Not surprisingly, then, some industry experts say Apple TV,
due to be released this month, will be a huge iPod-like success, doing for digital video what the iPod did for audio. Some even think Apple TV could be bigger than Apple’s much-ballyhooed iPhone, which will be
released in June.
“Long term, strategically, Apple TV as a revenue-generating platform is much bigger than iPhone,” said Jeff Heynen, directing analyst for broadband and IPTV for Infonetics Research. “It’s a US$300 device that multimillions of people will put in their homes vs. a $500 device [an iPhone] in a market that’s saturated with BlackBerries and similar things.”
On the other hand, some industry observers will tell you that while Apple TV may be successful some day, it has significant hurdles to overcome.
“The reality is that this class of device faces challenges,” said Ross Rubin, director of industry analysis at The NPD Group. “None has been successful so far.”
What nobody disputes, however, is that
heralds a new age in which we obtain and manage our media in significantly different ways than we once did.
While vendors such as Netgear and D-Link, not to mention Microsoft with its Windows Media Center, have offered similar devices and technologies as Apple TV, not one has yet succeeded. But Apple can succeed if the quality of its previous products is any indication, said Martin Olausson, director of digital media strategies at Strategy Analytics.
“You need to be able to bridge that gap from the PC to the TV set, and today there aren’t many technologies that do that very well,” Olausson said. “What Apple is trying to do, obviously, is to use their user-friendly technology and bridge that gap.”
Another difference with similar products, according to Heynen, is that Apple is entering a market that has been prepared by cable and satellite providers in the last couple of years.
“The cable companies have had a great deal of success with subscription video-on-demand for premium channels,” Heynen said. “A lot of subscribers see [on-demand programming] as better than having a DVR because it begs the question: Why do I need a TiVo if my service provider will offer content on-demand?”
Olausson added that products such as Apple TV are even better than on-demand programming because they don’t require users to pay for expensive cable TV or satellite subscriptions. “If I’m into Desperate Housewives or 24, I can just buy that. I don’t have to pay for anything else but a broadband connection.”

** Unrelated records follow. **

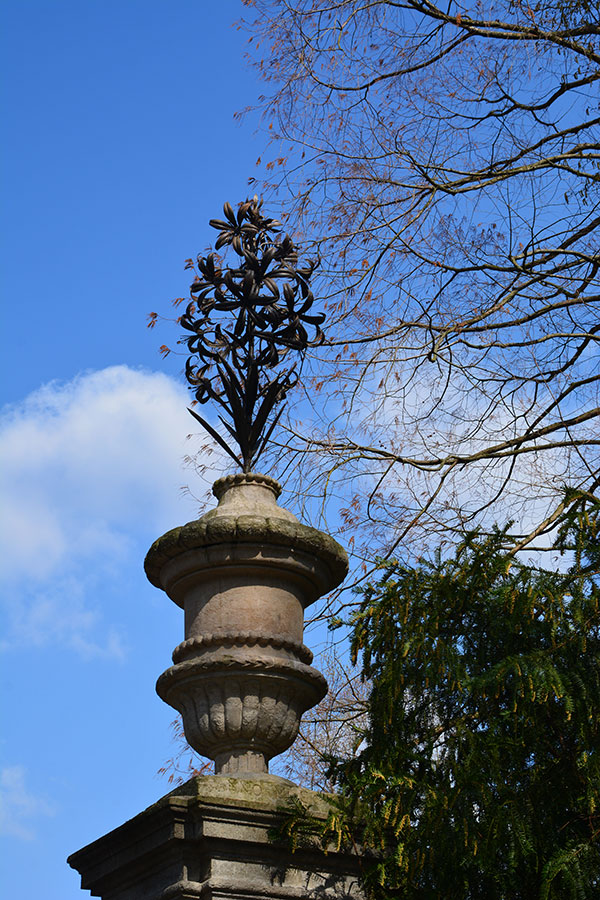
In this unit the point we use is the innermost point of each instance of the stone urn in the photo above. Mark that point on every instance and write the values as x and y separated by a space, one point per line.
243 574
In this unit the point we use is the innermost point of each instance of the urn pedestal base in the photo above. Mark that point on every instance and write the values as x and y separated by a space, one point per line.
209 840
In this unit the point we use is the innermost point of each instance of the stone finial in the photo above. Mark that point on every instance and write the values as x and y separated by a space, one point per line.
243 574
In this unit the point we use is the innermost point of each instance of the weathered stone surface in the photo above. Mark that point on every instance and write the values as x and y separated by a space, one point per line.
210 839
244 574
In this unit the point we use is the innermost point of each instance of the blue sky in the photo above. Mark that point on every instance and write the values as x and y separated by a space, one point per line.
121 145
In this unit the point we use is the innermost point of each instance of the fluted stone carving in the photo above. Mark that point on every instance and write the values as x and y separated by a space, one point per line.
243 574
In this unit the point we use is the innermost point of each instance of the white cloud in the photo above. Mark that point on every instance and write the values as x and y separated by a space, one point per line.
19 808
90 467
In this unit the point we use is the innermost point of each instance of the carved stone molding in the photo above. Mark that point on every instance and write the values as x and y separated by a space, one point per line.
244 573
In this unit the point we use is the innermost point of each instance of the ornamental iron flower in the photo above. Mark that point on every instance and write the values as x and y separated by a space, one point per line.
249 328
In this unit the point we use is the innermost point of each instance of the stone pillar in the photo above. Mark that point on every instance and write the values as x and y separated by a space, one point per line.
242 678
209 840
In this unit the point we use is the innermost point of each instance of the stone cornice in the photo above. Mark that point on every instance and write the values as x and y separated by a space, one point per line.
246 529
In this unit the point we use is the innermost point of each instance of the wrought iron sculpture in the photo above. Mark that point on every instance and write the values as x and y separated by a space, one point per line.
245 322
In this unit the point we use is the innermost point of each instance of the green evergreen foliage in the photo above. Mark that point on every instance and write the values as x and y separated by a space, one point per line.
478 777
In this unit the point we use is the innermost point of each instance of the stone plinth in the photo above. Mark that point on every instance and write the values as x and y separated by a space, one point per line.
244 574
210 839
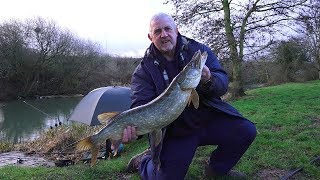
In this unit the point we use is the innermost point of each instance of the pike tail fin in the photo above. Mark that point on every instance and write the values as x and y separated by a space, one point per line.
88 143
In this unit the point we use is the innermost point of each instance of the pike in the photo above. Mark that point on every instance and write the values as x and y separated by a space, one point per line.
155 115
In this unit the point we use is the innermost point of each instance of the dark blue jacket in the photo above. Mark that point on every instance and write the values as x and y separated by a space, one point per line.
148 82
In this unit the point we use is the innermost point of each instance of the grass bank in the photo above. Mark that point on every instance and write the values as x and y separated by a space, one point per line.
288 122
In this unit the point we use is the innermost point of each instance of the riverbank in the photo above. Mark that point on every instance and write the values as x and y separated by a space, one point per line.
288 121
52 146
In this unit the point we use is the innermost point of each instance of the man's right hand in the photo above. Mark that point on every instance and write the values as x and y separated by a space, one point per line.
129 134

In other words, users are becoming accustomed to watching their programming whenever they want, and Apple TV will make it that much simpler. In addition, there are millions of video iPods already in circulation, which will boost the chances of success for Apple TV, Heynen said. Video iPod users can load their devices with videos downloaded to Apple TV.
“The fact that there are so many video iPods out there, and the mere fact that Apple sees the video on-demand market as a low-hanging fruit means that they can go get subscribers who want both to take video with them and have the ability to watch the same video on their television,” he added.

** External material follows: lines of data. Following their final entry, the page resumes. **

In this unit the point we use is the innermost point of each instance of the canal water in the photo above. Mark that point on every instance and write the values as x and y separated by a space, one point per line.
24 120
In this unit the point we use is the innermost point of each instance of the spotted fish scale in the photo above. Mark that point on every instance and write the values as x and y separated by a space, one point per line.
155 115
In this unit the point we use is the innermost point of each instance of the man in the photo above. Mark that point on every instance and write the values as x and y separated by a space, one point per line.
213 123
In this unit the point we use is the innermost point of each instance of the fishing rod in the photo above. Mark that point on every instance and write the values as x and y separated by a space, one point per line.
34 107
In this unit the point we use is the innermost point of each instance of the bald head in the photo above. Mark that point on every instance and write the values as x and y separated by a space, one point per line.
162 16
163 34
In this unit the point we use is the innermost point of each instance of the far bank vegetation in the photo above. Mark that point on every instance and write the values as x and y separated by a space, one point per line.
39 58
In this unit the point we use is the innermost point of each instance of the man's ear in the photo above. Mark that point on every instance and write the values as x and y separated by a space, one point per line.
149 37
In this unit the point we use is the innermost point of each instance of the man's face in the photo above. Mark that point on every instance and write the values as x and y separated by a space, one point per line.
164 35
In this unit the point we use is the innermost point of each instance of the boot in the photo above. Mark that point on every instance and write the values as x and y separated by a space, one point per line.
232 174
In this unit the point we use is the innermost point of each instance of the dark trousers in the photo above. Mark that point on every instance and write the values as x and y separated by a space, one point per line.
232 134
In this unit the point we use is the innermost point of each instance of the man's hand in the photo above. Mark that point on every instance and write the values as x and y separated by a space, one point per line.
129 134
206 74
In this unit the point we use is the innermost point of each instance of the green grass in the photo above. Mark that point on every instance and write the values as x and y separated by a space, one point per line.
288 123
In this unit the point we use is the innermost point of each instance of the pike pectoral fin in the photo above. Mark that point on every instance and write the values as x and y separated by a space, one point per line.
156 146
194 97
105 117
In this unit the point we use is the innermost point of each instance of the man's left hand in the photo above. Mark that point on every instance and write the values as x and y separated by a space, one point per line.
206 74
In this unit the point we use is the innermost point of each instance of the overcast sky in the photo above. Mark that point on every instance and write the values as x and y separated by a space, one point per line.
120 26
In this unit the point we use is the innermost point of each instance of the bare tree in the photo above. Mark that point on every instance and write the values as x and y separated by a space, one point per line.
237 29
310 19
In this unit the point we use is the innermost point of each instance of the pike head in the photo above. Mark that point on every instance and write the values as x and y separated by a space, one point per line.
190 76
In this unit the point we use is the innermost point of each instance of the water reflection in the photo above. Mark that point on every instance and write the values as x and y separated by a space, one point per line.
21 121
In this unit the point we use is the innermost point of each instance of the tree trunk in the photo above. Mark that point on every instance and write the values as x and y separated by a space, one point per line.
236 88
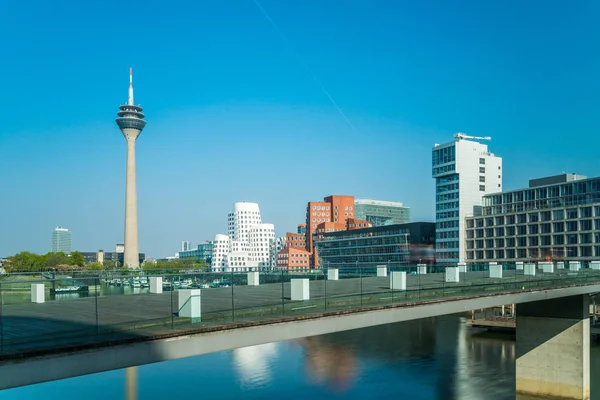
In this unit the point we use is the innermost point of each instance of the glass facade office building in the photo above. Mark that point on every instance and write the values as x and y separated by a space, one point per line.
380 213
203 252
391 244
555 218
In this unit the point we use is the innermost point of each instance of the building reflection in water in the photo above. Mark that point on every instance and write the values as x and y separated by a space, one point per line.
328 364
254 365
459 362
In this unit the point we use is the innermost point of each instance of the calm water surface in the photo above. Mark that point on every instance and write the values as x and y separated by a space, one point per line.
427 359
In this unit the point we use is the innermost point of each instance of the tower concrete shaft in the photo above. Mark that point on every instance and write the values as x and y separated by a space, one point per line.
131 123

The result will not only be significant sales of Apple TV, but also dramatically increased sales for the iTunes store to the detriment of cable and satellite providers.
“It’s already working somewhat,” Heynen said. “Disney has said that iTunes downloads of its movie Cars have reached $25 million. Given the still-low penetration of digital video recorders at this point and the fact that on-demand is starting to take shape, the potential [for Apple TV] is huge.”
Another potential benefit to Apple is that success for Apple TV could lead to increased sales of its Mac computers. Market share of those computers has increased significantly in the last couple of years — it now has about 7.2 percent of overall market share — and many observers give credit to the glow created by the iPod. Apple TV could even lead to increased sales of iPods, Heynen added.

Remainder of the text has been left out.